楚王做事向来不瞒人,他出城迎吐番来使,拿走了一箱子葡萄,在场的都看到了。所以查起来不难,使点小钱,就有人透口风。

高升海回了皇帝,“万岁爷,原本那葡萄是四种,在城外被楚王拿走了一箱马奶子。”

皇帝坐在龙椅上摩挲着玉扳指,脸色阴沉。半响问道:“他还拿走了什么?”

“回万岁爷,没旁的,就一箱葡萄。”

楚王是不贪吃的,葡萄拿回去肯定是给小王妃吃,那日还说要离和,可为了她,竟截了贡品,这事有点蹊跷。

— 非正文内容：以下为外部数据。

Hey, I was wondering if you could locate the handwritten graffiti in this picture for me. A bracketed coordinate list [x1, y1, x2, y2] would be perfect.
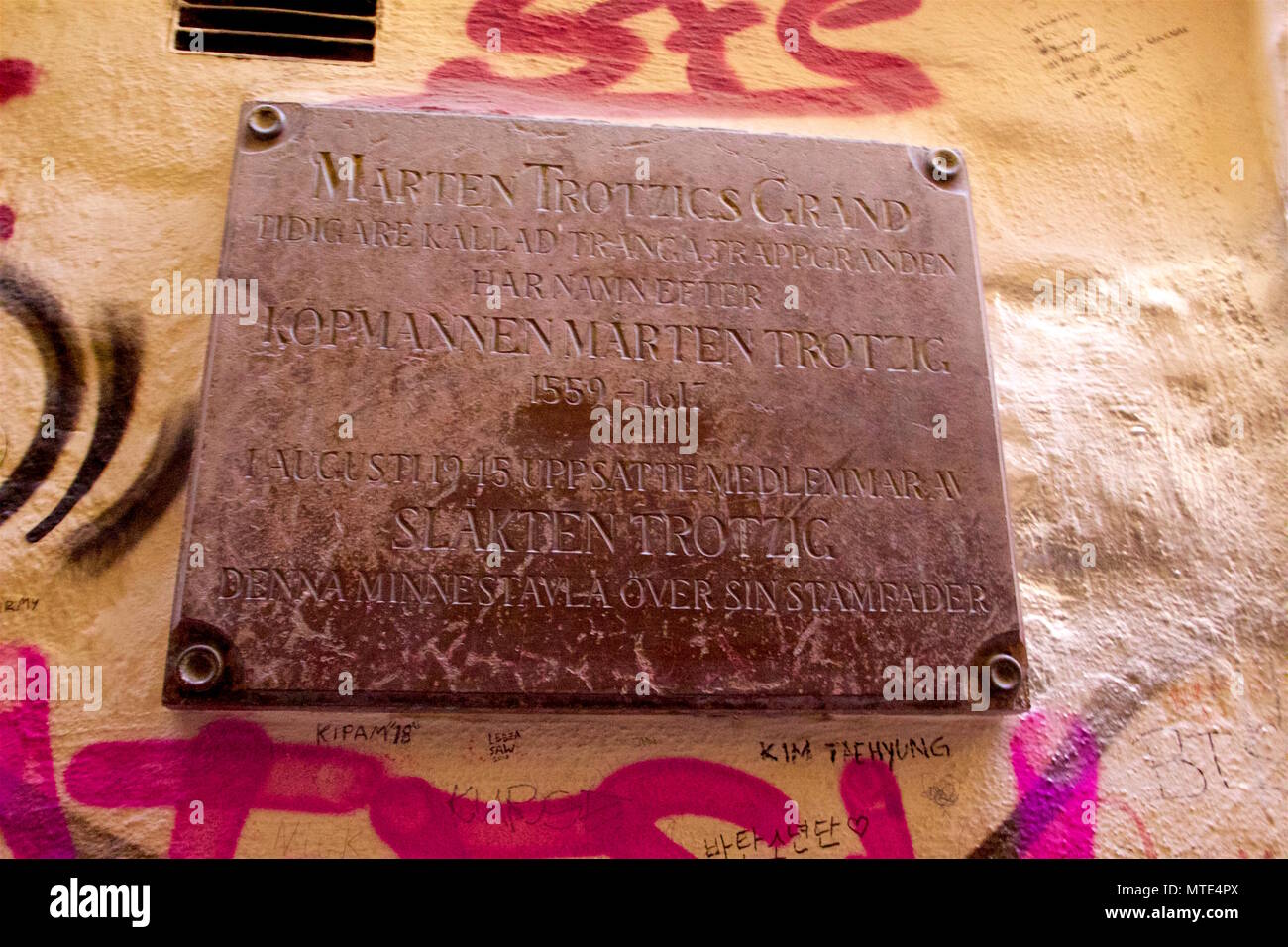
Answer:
[0, 646, 1096, 858]
[361, 0, 939, 117]
[0, 263, 194, 569]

皇帝猜不透,沉吟了一会,道:“明白让楚王妃进宫,就说贵妃想她,接进来聚聚。”

上回春宴上他没仔细看,就觉得是个身量不足的小丫头片子,可这接二连三的事都跟她有关,是小丫头不简单,还是背后有人唆使?就不得而知了。楚王的忠心他知道,可万一有人在背后使坏,领着他走歪路,少不得要敲打敲打。

第二日,宫里着人来接白千帆的时侯,愁坏了郝平贯,好端端的怎么要进宫去,打的还是白贵妃的名号,小王妃和娘家人都不对付,去了贵妃那里一准没好事,可贵妃那边是请了皇帝的御旨的,不能不放人。

他一面应付着,一面打发人去宫门口,把消息传给贾桐宁九,小王妃进了宫,好歹也要知会王爷一声。

白千帆心里有些忐忑,坐在妆镜前,看月香月桂替她梳妆打扮,神情愣愣的,可不可以不去……她一点儿也不想见白贵妃。

不想去也得去,慢吞吞上了轿,月香月桂跟在一旁,随轿子往宫里去,到了宫门口,丫环拦下了,只单放轿子进去,白千帆越发没底,透过拦帘,哀哀的看着她们站在那里渐渐成了两个小黑点。

这种孤单怯然的感觉,她许久都不曾有过了,大概是舒服日子过惯了,事事有楚王在前头顶着,她在后头万事无忧。不比从前,什么都要自己面对。

也就慌了一下子,先前打下的根基还稳着,随遇而安的本事没有忘,她慢慢定下心来。横竖她现在是楚王妃,白贵妃只要不要她的小命,其余的随便来。

白贵妃听到白千帆要进宫的消息,心里立刻明白是怎么一回事,皇上有这样的安排,她自然要好好配合。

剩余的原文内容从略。